Using Nim's XML parser on the Wikipedia database (50GB) into individual records. 1 record = 1 Wikipedia article. This works and is very fast. However when searching the records using regex, things slow down considerably. Blazing fast XML parsing and super slow regex. It will take over 10 days to process the file at current speed by comparison awk can process the file in 8 hours. The program gets a running count of number of RE matches (searchRe) within each article (article[TEXT]) using findIter() from module nre:
let searchRe = re"archive[.]org/w?e?b?/?[0-9]{1,14}/|[{][{][ ]?[Ww]ayback"

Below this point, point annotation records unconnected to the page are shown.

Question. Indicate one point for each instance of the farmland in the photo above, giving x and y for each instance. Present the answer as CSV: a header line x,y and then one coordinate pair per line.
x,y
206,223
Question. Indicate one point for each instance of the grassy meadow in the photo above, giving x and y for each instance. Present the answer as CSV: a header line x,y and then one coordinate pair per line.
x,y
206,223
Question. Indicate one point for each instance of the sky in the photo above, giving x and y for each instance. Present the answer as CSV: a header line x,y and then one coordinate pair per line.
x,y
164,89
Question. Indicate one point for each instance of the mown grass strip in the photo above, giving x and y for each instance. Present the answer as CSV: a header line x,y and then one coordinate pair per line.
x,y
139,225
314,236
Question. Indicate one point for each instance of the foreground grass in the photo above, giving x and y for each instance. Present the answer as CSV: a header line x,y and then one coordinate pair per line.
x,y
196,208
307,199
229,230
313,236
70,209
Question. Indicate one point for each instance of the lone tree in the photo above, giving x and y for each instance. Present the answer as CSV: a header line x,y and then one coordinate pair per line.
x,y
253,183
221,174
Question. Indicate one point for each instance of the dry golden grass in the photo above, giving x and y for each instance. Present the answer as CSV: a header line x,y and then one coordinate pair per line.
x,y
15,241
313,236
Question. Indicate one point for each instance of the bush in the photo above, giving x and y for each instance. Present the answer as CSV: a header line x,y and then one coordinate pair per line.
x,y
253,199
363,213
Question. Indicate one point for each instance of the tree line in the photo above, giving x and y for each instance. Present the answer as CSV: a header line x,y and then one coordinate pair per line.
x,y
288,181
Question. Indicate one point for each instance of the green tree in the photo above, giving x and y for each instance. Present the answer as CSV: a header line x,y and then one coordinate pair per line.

for ss in article[TEXT].findIter(searchRe):
artcount = artcount + 1
Is there a faster way using regex? Not stuck on regex but it's the only method I know. I'm aware of pegs but wouldn't know how to translate this to pegs or if it would any faster.
You could try the re module instead of nre or write your own parser using parseutils: http://nim-lang.org/docs/parseutils.html
Another idea is that too many strings are allocated.
Do you have the full code somewhere or another way to see the slowdown? Would be interesting to look at with a callgrind for example.
Source: http://pastebin.com/RR7fnksY
Sample Wikipedia XML (7 MB unzipped): http://bachlab.balbach.net/wikipedia.zip
Yep, much faster without creating strings, just using regular re. The only difference is import re instead of import nre as well as:
echo "checking ", article[TITLE]
var pos = -1
while pos < article[TEXT].len:
pos = article[TEXT].find(mySearchRe, pos + 1)
if pos == -1: break
inc artcount
echo " found ", artcount
This notably does not allocate any data structures.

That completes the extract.